Je suis très surprise de lire votre communication Mesdames et Messieurs les administrateurs ; je connais Monsieur Durand et il manie l’humour avec brio.

Pour étayer mon propos, je partage avec vous ci-dessous une traduction de la copie d’un manuscrit ottoman qu’il a faite et partagée avec la majorité municipale dont nous étions, avant d’en être jetés !

 » Le retour …. de l’Ex-grand-vizir
Cette histoire se passe loin d’ici, en empire ottoman, en d’autres temps. Toute ressemblance ….
Le Grand Vizir de la ville avait été battu et, démocratiquement, remplacé par un nouveau Grand Vizir.

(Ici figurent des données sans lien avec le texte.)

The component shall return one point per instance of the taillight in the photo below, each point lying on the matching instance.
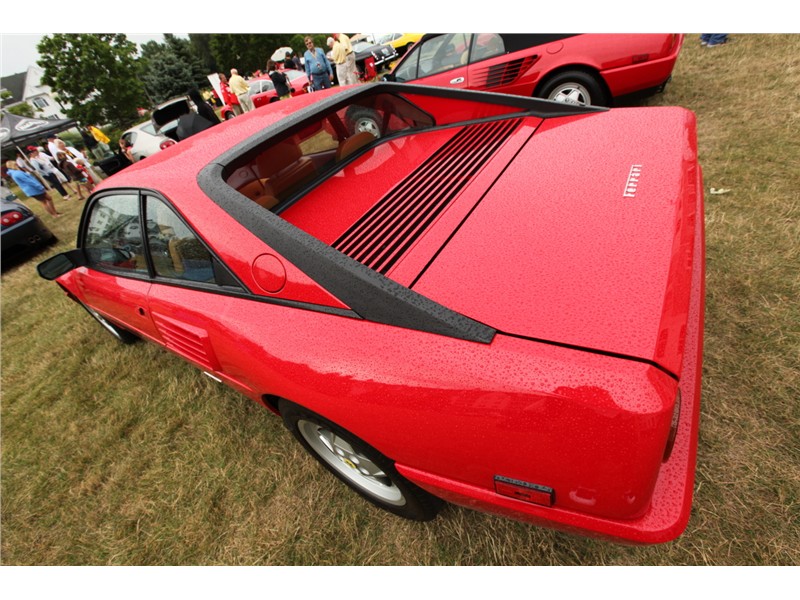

La chute d’Ex-grand-vizir était pourtant logique; il avait été condamné par une succession de
tribunaux dans une sombre affaire de harcélement à l’encontre d’une jeune collaboratrice. Cette
dernière s’était défenestrée. La cour d’appel avait condamné Ex-grand-vizir à six mois de prison avec
sursis et à une lourde amende, aggravant ainsi la peine prononcée en première instance par le
tribunal correctionnel . Quinze militants et amis d’Ex-grand-vizir avaient d’ailleurs démissionné du
groupe politique auquel ils appartenaient tous pour manifester leur indignation à propos de son
investiture comme tête de liste aux élections (investiture d’ailleurs contraire aux statuts du parti). Le
jour de l’élection municipale, les femmes, par solidarité féminine, s’en souvenaient !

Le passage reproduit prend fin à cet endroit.